Paris, en vérité, je t’ai moins donné que tu ne m’as donné en rêves et tu ne m’appartiens pas. Tu vaux toujours la peine, toi qui as fait fleurir tant de villes de pierre imaginaires. Tu es restée une fête d’éternelle jeunesse. Mais celle de qui ? Tu laisses entrer par ta porte d’ivoire les touristes qui viennent te voir, comme dans une boutique de souvenirs, mais ils ne soulèvent pas vraiment l’étoffe de tes songes. Car petit à petit, tu n’invites plus à ton banquet de la vie, que les érudits, les rêveurs ou les esthètes. On peut être affamé d’autres horizons que ceux de tes gloires passées des lettres et des arts. 

Qu’importe ! Tu as ta place au panthéon des villes chimériques. Quand bien même l’affront des ravages du temps souillera tes plus beaux monuments, tu resteras belle dans la postérité aux yeux de ceux qui te liront comme telle. De mon côté, mes ailes de papillon t’auront à peine effleurée qu’elles seront déjà poussières. Au moins ne dira-t-on pas de mal de moi, non pas parce que « de mortuis nil nisi bonum », mais bien parce que nul n’en saura plus rien quand tu seras encore.

Un amour de chimère
Paris d'ailleurs

 

Paris je t’ai perdue comme on perd une histoire d’amour avec une sirène. Dans tous les cas, cela finit en queue de poisson. Paris, tu as raté le train de la civilisation en marche et moi je n’ai pas envie de le prendre. Je ne cherche pas la vitesse et la fureur de vivre. Je ne fais plus de paris avec le futur. Dans l’ici et le maintenant, je tisse ma trame. Elle est créée dans l’instant avec les matériaux de l’histoire et de mes souvenirs, réels ou imaginaires, aussi bien qu’avec le sentiment du beau, intemporel et fugace, que provoquent la rosée sur la feuille ou la goutte de pluie sur la toile d’araignée. Tu es un fil parmi d’autres merveilles qui se mêle à la tapisserie de mes jours et de mes nuits, vouée à se défaire dans l’attente d’un éternel retour.

 Jusqu’à ce qu’Atropos ne coupe net l’idée de ce fil, et de tous ceux qui me guident dans les labyrinthes de l’esprit où je défie mes propres constructions de Minotaures.

Villes lumière, villes éternelles, villes aux mille ou cent ou sept temples, coupoles, clochers, minarets, ponts ou mille et une nuits, villes saintes ou blanches ou vertes ou rouges, ocres ou or, perles d’ici ou d’ailleurs, sources de savoir ou d’oubli, vous empruntez vos couleurs et vos beautés aux plumes de paon dont vous ont vêtu ceux qui ont aimé ou souffert dans vos rues.

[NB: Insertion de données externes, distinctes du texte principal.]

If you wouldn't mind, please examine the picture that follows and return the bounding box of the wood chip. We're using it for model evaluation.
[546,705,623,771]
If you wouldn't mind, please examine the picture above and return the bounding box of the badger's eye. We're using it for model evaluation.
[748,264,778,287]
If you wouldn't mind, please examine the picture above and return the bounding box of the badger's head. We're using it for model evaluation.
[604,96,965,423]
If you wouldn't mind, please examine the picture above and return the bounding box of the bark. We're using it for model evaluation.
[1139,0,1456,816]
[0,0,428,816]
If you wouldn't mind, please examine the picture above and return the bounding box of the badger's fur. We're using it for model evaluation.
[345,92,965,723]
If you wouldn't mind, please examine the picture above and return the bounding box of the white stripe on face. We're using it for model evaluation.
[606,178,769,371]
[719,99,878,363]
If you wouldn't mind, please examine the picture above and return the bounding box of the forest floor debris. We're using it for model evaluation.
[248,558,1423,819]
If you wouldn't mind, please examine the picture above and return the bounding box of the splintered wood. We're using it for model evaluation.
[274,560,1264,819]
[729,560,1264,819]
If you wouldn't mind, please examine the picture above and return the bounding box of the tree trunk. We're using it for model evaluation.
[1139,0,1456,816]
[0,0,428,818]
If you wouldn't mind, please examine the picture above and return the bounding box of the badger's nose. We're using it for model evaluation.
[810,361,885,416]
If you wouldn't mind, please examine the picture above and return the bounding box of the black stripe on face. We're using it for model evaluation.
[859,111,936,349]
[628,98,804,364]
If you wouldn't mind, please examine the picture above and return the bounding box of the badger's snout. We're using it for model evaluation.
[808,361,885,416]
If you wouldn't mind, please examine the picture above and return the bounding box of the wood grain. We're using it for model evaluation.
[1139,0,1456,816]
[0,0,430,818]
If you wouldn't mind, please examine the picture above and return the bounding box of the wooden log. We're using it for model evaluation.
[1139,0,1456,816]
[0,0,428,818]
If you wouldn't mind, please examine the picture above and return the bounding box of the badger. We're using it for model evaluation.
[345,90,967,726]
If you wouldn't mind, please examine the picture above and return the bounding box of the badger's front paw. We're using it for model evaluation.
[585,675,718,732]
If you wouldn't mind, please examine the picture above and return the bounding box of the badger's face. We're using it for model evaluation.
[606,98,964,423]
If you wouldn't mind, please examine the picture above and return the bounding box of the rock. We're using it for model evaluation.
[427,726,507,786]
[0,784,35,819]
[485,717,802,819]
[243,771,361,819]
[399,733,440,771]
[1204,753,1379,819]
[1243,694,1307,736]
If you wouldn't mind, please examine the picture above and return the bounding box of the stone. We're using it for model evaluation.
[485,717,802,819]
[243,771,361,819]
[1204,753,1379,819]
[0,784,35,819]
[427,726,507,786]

Paris, je ne t’aime plus, du moins plus aujourd’hui comme hier et encore moins comme demain. Car je ne savais t’aimer que par procuration et j’ai cru être triste de ne plus savoir t’aimer de cette manière. Sincèrement, je n’ai rien perdu que je possédais ou comprenais vraiment. Il faut apprendre à se déshabiller des mots des autres pour trouver, dans la nudité de l’être face à lui-même et le détachement de ce qui a été et de ce qui sera, les mots qui vous donnent le souffle de vie et vous libèrent des faux semblants.

Alors nous pourrons faire le pari de tous les possibles et nous comprendrons enfin que rien n’est jamais gagné, possédé ou perdu, mais que tout est voué à se transformer, y compris nos amours et nos rêves, tout en restant inscrit dans la trame du temps.

Je le sais maintenant, il n’y a pas un seul Paris. Et ceux que j’aime sont innombrables, mais pas perdus.